On Wednesday, Jan. 25, the day before the surgery, media are invited to meet Cyrano, view the implant, and speak with surgeon Denis Marcellin-Little and engineer Ola Harrysson at 3 p.m. in Room 2530 of the Terry Center at the NC State College of Veterinary Medicine. Parking is available in the Veterinary Health and Wellness Center lot located on William Moore Dr. For directions or questions, call Tracey Peake at (919) 515-6142.

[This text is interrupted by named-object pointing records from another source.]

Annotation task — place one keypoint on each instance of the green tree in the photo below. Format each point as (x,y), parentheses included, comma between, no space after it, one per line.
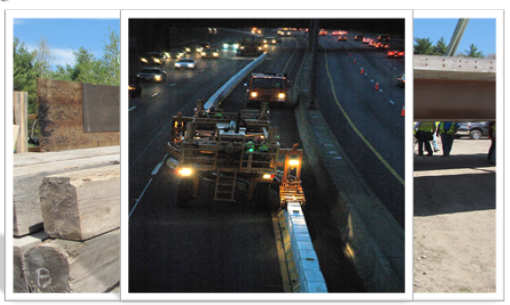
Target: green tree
(43,58)
(440,47)
(422,46)
(473,52)
(110,66)
(25,75)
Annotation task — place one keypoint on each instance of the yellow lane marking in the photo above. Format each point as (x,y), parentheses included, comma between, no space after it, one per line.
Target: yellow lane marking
(388,166)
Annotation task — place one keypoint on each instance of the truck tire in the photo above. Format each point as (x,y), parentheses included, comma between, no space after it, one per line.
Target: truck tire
(184,189)
(261,196)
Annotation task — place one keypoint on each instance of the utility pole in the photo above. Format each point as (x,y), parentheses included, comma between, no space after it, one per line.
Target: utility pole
(457,36)
(313,74)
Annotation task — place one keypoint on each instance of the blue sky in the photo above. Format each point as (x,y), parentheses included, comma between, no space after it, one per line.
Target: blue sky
(481,32)
(64,35)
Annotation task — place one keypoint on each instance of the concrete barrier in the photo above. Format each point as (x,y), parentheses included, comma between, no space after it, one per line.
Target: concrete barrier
(302,262)
(374,241)
(225,90)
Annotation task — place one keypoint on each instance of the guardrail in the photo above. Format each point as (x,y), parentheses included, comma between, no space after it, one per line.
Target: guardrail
(227,88)
(302,262)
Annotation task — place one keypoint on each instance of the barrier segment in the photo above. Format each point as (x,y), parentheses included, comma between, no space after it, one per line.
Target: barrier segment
(302,262)
(225,90)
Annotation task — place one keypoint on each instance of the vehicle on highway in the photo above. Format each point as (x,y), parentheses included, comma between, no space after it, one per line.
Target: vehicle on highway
(395,53)
(270,40)
(193,49)
(383,38)
(475,130)
(251,46)
(231,45)
(268,87)
(153,58)
(173,55)
(185,63)
(205,45)
(152,74)
(381,46)
(227,146)
(401,80)
(134,86)
(211,53)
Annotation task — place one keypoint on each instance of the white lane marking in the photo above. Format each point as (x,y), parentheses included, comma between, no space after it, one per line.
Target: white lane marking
(156,169)
(140,198)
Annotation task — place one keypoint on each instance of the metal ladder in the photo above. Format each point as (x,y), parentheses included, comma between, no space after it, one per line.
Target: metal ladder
(225,185)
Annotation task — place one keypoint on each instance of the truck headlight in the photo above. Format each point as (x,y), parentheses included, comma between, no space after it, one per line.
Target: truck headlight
(184,171)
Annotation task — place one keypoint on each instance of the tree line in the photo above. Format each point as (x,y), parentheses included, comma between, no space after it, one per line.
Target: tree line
(424,46)
(31,65)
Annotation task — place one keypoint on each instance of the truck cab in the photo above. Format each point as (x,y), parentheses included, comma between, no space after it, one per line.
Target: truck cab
(268,87)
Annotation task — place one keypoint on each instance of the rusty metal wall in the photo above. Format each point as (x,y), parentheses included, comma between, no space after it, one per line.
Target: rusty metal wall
(454,100)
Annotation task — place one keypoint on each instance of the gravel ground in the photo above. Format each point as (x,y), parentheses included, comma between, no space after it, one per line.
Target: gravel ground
(455,220)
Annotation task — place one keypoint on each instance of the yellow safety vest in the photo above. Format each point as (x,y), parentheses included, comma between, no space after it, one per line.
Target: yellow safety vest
(426,127)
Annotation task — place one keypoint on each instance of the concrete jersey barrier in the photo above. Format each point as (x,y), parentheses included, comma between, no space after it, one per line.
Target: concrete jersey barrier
(225,90)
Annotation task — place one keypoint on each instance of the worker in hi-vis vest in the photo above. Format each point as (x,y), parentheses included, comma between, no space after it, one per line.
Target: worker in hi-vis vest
(425,132)
(447,130)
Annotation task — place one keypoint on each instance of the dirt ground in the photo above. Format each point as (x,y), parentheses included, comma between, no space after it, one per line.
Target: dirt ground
(455,220)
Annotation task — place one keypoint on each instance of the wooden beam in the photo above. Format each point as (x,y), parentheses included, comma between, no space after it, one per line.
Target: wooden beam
(70,266)
(79,205)
(61,118)
(31,168)
(21,246)
(20,104)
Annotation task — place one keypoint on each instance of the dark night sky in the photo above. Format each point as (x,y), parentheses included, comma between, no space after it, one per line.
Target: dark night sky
(389,26)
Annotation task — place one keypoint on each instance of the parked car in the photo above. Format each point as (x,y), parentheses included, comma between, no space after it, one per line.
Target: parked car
(152,74)
(475,130)
(185,63)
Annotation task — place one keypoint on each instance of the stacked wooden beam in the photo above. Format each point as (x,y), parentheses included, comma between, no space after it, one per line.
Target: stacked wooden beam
(75,197)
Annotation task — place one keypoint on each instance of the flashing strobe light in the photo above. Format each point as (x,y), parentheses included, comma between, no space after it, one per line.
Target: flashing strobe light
(293,163)
(184,171)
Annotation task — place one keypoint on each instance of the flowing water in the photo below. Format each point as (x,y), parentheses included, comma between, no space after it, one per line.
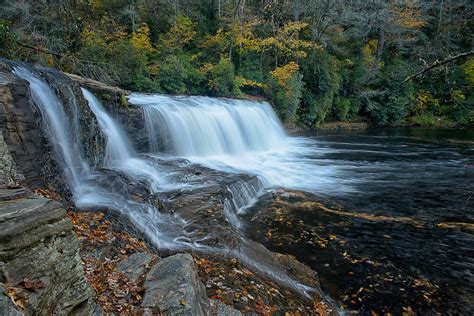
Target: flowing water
(237,136)
(399,230)
(387,218)
(107,188)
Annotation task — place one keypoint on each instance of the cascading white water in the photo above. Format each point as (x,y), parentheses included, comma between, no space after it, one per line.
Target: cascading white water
(165,230)
(120,154)
(54,116)
(118,145)
(203,126)
(236,136)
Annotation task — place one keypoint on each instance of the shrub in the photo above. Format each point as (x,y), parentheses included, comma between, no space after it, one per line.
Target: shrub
(284,88)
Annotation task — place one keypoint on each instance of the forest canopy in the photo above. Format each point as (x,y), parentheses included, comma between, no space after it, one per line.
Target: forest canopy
(314,60)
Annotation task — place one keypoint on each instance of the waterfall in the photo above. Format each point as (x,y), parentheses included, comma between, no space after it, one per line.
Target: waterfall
(94,188)
(118,145)
(237,136)
(203,126)
(90,188)
(119,152)
(58,129)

Cyrano is a 10-year-old tabby cat who was treated for bone cancer last year and is now in total remission. However, the disease and treatment weakened the bone in his affected back leg and Cyrano’s knee deteriorated as a result. His owner, Sandy Lerner, felt that amputation would negatively affect the cat’s quality of life, and her search for other options brought them both to NC State and the team of orthopedic surgeon Dr. Denis Marcellin-Little and industrial and systems engineer Dr. Ola Harrysson.

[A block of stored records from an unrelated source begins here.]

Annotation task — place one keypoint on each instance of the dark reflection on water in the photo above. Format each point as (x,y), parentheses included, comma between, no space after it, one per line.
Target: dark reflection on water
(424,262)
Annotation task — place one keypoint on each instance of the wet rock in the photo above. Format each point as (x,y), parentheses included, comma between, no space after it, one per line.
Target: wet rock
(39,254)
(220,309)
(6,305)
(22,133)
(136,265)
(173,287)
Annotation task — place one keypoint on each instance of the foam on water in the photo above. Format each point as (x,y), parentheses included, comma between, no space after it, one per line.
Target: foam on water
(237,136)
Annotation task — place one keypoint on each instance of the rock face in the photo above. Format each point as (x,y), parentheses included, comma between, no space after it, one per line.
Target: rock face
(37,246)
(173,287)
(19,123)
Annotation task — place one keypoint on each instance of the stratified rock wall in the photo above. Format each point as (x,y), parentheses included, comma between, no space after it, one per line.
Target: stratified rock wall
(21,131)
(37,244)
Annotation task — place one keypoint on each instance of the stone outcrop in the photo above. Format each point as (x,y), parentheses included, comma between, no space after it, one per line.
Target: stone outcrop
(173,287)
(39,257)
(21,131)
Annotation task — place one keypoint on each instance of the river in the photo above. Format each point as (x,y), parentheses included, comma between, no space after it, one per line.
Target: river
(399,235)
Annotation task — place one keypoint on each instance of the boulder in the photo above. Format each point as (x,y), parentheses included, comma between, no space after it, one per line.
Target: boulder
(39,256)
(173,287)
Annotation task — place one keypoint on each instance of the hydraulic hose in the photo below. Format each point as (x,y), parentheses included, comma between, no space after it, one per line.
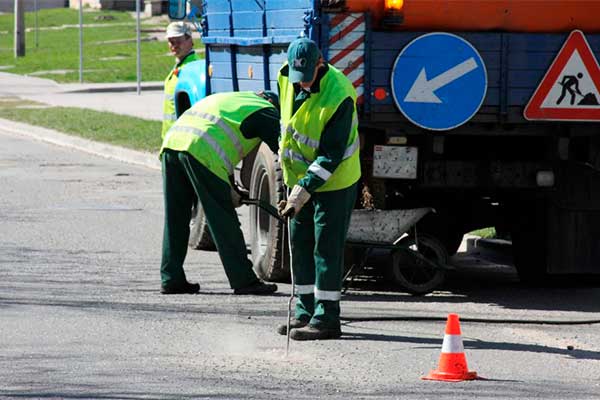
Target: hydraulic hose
(477,320)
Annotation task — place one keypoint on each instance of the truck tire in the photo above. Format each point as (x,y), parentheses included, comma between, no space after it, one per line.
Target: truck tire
(266,232)
(200,237)
(416,277)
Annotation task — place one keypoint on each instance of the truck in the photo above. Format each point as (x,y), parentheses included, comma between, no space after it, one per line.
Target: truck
(485,111)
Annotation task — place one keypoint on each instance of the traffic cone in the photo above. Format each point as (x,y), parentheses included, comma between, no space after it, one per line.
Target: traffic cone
(453,363)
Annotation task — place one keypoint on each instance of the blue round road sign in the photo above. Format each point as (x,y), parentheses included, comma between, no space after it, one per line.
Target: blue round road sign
(439,81)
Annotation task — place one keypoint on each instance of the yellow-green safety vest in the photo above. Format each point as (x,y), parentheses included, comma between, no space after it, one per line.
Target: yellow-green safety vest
(301,133)
(210,131)
(169,115)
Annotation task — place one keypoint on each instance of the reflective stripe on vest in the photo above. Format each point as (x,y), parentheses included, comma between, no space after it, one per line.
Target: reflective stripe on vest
(304,289)
(209,140)
(226,128)
(331,295)
(319,171)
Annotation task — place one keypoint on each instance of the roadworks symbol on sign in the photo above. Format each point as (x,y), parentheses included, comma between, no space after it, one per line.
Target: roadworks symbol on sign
(570,89)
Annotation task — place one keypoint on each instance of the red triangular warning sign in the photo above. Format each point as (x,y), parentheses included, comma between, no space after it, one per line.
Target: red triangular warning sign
(570,90)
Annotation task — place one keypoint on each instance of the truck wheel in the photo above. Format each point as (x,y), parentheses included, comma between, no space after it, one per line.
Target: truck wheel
(200,237)
(412,274)
(266,232)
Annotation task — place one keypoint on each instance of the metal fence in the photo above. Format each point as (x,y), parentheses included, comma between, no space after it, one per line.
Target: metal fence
(125,36)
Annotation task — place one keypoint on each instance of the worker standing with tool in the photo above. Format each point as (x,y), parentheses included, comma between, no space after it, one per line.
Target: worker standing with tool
(179,36)
(319,153)
(199,154)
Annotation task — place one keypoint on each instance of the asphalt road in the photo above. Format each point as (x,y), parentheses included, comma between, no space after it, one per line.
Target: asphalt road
(81,316)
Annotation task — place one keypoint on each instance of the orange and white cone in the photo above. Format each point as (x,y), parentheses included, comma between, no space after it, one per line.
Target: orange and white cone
(453,363)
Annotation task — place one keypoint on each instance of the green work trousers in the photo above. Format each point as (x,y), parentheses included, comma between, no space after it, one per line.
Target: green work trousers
(318,235)
(184,178)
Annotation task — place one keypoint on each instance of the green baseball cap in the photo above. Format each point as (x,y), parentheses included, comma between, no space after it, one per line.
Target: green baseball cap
(303,56)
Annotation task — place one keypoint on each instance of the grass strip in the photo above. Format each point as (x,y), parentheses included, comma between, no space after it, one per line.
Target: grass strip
(120,130)
(109,53)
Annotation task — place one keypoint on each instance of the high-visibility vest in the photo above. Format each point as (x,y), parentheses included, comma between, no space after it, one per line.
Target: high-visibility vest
(301,132)
(210,131)
(169,115)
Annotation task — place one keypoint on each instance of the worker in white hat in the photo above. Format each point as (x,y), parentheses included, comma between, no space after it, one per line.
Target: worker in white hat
(179,36)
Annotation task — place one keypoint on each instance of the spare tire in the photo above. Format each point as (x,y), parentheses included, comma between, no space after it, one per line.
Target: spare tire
(267,233)
(413,275)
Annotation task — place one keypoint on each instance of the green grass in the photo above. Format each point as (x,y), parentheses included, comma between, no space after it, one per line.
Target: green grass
(103,62)
(116,129)
(486,233)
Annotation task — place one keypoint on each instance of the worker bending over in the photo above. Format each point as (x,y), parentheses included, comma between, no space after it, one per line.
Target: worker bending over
(199,154)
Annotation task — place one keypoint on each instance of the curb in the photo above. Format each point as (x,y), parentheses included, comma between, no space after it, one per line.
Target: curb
(117,89)
(148,160)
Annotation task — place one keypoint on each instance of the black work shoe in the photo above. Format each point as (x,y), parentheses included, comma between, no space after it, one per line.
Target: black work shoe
(310,332)
(185,288)
(294,324)
(258,287)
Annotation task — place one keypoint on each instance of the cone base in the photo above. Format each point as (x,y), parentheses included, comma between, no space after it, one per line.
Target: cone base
(435,375)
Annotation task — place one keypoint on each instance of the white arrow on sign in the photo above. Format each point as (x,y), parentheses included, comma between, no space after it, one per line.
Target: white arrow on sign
(422,90)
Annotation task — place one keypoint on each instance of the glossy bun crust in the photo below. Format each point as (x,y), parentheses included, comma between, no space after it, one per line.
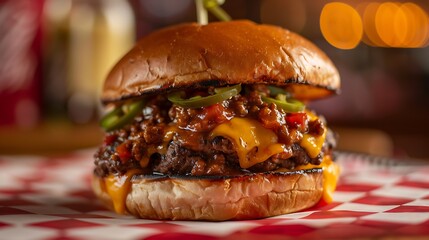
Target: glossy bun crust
(193,55)
(252,196)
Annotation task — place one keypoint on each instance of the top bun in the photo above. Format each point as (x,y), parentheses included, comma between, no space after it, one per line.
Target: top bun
(220,53)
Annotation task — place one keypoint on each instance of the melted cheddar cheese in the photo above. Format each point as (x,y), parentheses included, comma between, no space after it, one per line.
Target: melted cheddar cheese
(118,187)
(311,144)
(253,142)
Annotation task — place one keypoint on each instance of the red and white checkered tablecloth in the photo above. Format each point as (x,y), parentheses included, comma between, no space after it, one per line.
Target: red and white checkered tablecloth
(50,198)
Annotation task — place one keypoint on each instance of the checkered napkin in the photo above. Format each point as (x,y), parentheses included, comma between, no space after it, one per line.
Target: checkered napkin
(50,198)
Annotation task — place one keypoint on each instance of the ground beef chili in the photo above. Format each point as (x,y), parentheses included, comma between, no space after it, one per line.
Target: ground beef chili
(188,151)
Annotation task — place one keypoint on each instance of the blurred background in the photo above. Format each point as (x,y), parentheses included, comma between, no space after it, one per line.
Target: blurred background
(54,55)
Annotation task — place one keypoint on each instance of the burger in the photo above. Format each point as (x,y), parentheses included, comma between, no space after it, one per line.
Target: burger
(209,122)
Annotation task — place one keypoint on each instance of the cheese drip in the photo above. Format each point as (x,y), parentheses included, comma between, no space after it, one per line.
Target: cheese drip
(331,173)
(253,142)
(118,187)
(311,144)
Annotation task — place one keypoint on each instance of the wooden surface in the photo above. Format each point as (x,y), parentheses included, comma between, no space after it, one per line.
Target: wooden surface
(49,138)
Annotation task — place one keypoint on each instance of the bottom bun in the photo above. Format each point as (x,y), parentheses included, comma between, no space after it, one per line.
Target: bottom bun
(218,198)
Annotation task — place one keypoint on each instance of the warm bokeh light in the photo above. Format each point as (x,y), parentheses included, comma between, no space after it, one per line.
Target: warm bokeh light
(390,23)
(418,25)
(341,25)
(371,37)
(387,24)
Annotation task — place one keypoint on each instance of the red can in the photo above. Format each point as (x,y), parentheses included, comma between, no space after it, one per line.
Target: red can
(20,62)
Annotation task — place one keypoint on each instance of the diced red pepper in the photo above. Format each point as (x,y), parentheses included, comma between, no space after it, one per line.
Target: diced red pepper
(109,139)
(296,119)
(215,113)
(123,153)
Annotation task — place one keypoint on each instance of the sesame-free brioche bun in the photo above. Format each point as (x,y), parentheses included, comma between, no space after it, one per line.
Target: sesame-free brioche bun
(219,198)
(221,53)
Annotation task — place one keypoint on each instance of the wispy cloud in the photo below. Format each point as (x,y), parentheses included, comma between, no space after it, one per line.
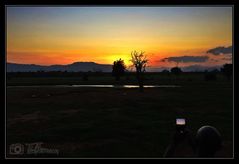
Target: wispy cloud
(220,50)
(186,59)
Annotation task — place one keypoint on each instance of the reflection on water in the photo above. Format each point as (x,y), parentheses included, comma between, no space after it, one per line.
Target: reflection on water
(101,86)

Marcellin-Little and Harrysson are pioneers in osseointegration, a process that fuses a prosthetic limb with an animal’s (or human’s) bones. The NC State team, in collaboration with veterinarians and engineers from around the U.S. and abroad, will provide Cyrano with the first ever custom-made, osseointegrated feline knee replacement.
“Although total knee replacements in dogs are increasingly common, a cat poses some additional challenges, particularly regarding the size of the implant,” Marcellin-Little says. “Additionally, Cyrano’s existing leg bones were weakened by the cancer, so we must take care to be sure that the implant does not place undue stress on the remaining bone.”

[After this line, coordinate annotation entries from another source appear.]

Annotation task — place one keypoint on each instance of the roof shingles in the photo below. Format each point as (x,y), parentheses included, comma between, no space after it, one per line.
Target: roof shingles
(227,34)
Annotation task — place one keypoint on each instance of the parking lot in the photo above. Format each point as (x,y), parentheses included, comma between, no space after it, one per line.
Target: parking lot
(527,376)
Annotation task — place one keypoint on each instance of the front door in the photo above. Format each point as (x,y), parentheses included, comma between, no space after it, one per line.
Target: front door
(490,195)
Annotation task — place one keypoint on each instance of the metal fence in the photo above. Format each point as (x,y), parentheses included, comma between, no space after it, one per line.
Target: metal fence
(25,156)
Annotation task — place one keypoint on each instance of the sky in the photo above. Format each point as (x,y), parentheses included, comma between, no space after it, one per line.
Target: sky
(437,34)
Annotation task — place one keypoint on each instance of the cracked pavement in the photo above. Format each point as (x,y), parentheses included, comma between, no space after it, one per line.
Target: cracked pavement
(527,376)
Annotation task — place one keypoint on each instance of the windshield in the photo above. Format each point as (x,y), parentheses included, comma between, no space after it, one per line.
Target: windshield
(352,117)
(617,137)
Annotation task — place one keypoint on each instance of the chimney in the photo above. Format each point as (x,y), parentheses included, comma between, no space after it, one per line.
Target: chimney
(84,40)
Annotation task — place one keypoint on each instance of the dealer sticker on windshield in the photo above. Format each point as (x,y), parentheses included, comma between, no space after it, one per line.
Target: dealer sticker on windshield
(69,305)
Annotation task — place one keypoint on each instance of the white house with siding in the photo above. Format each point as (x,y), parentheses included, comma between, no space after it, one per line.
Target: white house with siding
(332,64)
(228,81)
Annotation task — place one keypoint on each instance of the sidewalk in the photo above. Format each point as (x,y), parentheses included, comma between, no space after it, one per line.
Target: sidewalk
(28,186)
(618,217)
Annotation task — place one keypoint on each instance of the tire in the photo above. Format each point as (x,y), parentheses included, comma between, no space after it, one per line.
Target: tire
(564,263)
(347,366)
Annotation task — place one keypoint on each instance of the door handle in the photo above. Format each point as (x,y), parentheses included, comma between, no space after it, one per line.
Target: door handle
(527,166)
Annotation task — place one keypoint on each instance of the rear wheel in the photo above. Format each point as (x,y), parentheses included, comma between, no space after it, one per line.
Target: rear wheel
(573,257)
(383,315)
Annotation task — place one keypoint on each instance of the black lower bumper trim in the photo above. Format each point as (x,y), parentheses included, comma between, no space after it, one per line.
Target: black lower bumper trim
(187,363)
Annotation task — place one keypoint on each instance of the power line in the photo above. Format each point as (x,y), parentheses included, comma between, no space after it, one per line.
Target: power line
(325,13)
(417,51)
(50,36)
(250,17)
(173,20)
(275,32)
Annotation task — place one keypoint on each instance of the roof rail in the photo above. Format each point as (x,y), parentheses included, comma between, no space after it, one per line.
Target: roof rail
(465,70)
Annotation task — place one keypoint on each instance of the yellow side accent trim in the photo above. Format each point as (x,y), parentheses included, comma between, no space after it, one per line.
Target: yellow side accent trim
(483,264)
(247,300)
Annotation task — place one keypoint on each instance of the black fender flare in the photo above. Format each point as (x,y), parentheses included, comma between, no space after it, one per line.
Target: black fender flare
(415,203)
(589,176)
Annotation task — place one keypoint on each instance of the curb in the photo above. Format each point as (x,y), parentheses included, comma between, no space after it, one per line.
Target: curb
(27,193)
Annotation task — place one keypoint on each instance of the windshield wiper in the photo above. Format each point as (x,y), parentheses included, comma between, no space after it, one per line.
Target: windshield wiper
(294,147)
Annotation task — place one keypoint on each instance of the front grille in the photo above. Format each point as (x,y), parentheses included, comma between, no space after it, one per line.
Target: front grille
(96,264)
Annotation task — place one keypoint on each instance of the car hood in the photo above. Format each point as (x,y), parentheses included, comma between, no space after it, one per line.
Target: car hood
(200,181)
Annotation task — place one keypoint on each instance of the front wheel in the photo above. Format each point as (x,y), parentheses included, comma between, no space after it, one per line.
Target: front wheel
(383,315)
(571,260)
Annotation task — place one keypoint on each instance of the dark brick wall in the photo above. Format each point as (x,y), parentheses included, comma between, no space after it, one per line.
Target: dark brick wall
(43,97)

Marcellin-Little and Harrysson began their work on osseointegrated pet prosthetics in 2005 with a cat named George Bailey, who was born without the lower half of his hind legs. Since then, the collaborators have done several implant surgeries, improving and strengthening the design and streamlining the manufacturing process, but Cyrano’s case was different enough to warrant additional collaborations – both with veterinary surgeons familiar with knee replacements in dogs, and with implant engineers and manufacturers. The result is a truly one-of-a-kind collaboration aimed at bringing feline knee replacements into the mainstream.
Cyrano’s case is unique, but Marcellin-Little hopes that this surgery will pave the way toward making feline knee replacements more commonly available. “This collaboration between NC State’s College of Veterinary Medicine, College of Engineering, and outside implant designers and manufacturers allows us to design and make implants that we could only dream of, in the past. I am sure that this technology will help other patients with tumors, in the future.”